Если самый старый Клейтон приезжал в Вену на более долгий срок, это только
облегчало им возможность путешествовать. В таких случаях Кэт Тюрригель
отправляли в Англию присматривать за Дональдом. Старик в последние три или
четыре года жизни в Вену уже не наведывался. Отнюдь не потому, что хворал;
он умер вполне здоровым человеком, просто от старческой слабости. В те
времена это случалось чаще, чем позднее или даже теперь. К тому же самый
старый Клейтон наконец убедился, что дела в Вене шли, как им надлежало
идти, да и уезжать из Англии он был не охотник. Сам же он в начале
восьмидесятых годов посоветовал сыну сделать Хвостика коммерческим
директором фирмы, хотя раньше говорил, что с этим надо еще повременить.
Само собой разумеется, что в таком случае Хвостику полагалась и
генеральная торговая доверенность.
Мило уладил для Хвостика еще один трудный вопрос: нашел для него
подходящих представителей на юго-востоке, как постоянных, так и
разъездных.

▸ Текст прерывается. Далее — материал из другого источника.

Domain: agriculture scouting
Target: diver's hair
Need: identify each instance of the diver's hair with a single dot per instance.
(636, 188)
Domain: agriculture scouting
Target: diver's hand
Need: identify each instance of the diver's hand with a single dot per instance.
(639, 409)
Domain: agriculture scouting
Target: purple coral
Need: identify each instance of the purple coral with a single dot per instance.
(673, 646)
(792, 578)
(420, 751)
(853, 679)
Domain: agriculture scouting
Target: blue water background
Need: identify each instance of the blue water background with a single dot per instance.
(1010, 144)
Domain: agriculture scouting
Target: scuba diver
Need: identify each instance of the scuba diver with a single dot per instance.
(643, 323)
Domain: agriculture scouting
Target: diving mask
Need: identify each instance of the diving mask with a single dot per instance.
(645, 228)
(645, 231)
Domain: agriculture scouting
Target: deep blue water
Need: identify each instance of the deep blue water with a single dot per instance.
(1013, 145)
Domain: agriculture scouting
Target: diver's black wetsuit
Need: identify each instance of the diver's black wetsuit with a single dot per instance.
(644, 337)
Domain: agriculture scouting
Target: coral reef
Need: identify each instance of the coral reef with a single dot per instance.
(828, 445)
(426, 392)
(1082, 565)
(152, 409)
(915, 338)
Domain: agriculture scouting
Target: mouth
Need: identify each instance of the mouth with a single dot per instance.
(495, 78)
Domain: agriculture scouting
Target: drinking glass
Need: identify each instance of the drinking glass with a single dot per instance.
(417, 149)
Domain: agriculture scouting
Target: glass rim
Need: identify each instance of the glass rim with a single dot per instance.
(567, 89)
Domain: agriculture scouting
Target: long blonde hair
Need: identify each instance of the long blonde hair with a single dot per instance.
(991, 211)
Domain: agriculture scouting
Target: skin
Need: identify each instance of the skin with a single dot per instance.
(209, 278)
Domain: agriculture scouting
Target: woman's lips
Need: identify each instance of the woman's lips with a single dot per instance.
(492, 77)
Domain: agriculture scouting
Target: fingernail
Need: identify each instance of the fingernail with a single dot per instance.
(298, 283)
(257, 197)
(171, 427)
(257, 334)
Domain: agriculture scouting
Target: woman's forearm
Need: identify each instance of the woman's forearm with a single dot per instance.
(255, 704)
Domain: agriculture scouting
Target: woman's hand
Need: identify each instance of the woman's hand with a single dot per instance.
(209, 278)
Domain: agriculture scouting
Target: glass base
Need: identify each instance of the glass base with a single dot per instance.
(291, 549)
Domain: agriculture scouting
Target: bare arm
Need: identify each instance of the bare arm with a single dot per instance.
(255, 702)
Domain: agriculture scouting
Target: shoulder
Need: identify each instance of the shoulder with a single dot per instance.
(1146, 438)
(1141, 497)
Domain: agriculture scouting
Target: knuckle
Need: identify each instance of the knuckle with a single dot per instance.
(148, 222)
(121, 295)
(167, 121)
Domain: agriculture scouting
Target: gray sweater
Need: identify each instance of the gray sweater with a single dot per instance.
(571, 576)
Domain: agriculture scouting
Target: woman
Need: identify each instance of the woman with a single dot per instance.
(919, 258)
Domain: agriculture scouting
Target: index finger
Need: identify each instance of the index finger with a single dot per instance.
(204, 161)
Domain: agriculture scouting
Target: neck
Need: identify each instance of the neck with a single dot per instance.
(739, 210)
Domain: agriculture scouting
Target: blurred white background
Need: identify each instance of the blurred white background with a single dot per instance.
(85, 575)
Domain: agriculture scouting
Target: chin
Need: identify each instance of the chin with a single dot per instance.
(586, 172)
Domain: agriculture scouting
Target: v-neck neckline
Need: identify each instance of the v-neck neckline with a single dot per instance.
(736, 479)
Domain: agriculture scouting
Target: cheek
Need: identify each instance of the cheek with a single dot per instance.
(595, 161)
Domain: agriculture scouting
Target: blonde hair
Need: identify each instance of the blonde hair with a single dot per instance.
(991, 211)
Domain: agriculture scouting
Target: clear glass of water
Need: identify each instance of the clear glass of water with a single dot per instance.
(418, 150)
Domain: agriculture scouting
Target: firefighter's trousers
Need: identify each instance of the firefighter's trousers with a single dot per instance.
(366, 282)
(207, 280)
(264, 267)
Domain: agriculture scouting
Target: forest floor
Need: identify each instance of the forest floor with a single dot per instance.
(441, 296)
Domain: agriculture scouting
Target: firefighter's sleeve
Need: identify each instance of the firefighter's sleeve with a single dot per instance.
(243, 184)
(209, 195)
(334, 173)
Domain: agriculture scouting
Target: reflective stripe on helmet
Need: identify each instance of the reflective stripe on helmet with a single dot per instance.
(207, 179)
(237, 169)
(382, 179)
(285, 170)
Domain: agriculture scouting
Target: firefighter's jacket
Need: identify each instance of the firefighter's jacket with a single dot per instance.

Здесь, в Вене, он поддерживал связи со своими земляками,
сербами и хорватами; ему удалось заинтересовать делом Клейтона одного
молодого инженера-машиностроителя, который только что закончил институт и
намеревался возвратиться в Белград; звали его Винченц Восняк. Этот
расторопный молодой человек сыскал на юго-востоке и других людей своей
специальности, но старше себя по возрасту и в течение года сумел создать
достаточно крепкую торговую организацию в наиболее крупных аграрных
странах. Экспорт в Балканские страны увеличивался и распространился скорее
и дальше, чем можно было ожидать, - на Ближний Восток. Роберт Клейтон и
сам побывал не только в Софии и Бухаресте (жена и туда его сопровождала),
но также в Константинополе и Бейруте. Однако здесь обнаружилось нечто
непредвиденное, и Клейтон, не склонный к самообману, достаточно ясно это
понял; он не прочь был путешествовать с Харриэт по Востоку, которой эти
путешествия нравились, но, увы, необходимых контактов - ни деловых, ни
личных - там не приобрел, а в некоторых случаях даже повредил себе или
обманулся. И все-таки постепенно подготовлялось то, что впоследствии имело
большое значение: персональные поездки господина директора Хвостика.